As others have mentioned, for entropy to be well-defined, you need to have some underlying probability distribution $D$.
If you are willing to look around some unsavory places, you could look for a moderately-large data breach to get an empirical distribution of passwords that you can compute the entropy of.
Alternatively there might be some user studies that have computed things like this.
The main point of this answer is to mention that there are multiple inequivalent notions of entropy, and that the traditional (shannon) entropy is not always the best one in cryptography.
Shannon entropy is defined as
$$H(X) = \sum_{x\in \mathsf{supp}(X)} p(x)\log(1/p(x))$$
Another fairly-common notion of entropy is the min-entropy, defined as
$$H_\infty(X) = \max_{x\in \mathsf{supp}(X)} \log(1/p(x))$$
This roughly captures the most likely output under $X$.

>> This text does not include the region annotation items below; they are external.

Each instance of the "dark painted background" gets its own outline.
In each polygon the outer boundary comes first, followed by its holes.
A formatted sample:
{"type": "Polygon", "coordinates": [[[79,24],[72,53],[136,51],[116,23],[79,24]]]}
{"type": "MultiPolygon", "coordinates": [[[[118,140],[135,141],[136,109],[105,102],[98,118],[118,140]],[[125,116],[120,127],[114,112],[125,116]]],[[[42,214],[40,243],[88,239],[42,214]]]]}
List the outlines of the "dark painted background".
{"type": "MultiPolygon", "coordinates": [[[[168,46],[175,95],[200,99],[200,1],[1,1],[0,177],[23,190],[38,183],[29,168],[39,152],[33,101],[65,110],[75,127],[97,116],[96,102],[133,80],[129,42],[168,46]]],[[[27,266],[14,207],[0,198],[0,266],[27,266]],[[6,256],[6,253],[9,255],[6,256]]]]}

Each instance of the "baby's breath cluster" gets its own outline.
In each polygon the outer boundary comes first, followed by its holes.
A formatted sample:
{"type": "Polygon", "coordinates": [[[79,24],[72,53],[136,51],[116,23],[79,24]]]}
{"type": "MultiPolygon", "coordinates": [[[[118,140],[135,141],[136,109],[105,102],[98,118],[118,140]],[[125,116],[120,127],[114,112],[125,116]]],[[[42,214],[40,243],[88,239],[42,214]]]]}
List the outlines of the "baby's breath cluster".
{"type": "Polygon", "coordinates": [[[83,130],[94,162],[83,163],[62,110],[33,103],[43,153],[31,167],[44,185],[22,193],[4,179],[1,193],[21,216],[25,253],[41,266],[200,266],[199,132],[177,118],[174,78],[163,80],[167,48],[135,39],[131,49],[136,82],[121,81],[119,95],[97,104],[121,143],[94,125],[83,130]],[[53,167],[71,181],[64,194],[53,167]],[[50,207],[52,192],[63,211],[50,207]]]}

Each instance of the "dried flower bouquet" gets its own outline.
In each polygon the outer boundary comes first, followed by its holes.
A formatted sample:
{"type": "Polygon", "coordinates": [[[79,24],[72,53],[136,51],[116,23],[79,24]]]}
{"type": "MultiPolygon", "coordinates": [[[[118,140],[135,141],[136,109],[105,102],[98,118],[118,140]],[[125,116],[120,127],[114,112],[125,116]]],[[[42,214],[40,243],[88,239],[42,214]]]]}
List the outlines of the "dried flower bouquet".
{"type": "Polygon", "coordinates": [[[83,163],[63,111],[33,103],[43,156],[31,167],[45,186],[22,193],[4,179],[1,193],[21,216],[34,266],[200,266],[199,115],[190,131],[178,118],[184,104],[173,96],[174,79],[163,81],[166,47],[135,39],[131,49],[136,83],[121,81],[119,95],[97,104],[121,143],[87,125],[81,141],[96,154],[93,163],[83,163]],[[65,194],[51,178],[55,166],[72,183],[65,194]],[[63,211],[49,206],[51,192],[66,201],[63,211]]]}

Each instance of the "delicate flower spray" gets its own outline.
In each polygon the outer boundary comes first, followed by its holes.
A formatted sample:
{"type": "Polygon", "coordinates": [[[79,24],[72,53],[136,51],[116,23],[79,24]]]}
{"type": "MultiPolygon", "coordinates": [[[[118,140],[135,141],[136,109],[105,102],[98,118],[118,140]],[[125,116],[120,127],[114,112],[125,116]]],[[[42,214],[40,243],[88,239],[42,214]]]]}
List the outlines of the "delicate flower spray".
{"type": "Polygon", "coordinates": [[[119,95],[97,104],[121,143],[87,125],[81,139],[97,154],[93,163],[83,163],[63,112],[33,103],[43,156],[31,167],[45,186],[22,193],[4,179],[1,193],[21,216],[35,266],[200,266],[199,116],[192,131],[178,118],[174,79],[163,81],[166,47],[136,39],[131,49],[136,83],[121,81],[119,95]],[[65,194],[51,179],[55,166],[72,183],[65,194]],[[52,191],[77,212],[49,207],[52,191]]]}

It is often much better to use for cryptographic purposes, which can be demonstrated via a simple example.
Let $X$ be a random variable that is
- $0$ with probability $1/2$, and
- uniform over $\{1,\dots,2^k\}$ with probability $1/2$.
The min entropy of this is very small (it is $1$).
The shannon entropy of it is much larger (I believe it is something like $k-O(1)$, I am too lazy to compute the constant).
So if you are measuring the quality of a distribution over passwords via
- min entropy, you will think that $X$ is quite bad, vs
- shannon entropy, you will think $X$ is quite good.
Of course, half of all users sampling passwords from $X$ can be trivially attacked, so it should perhaps be considered "bad" (in accordance to what min entropy would predict).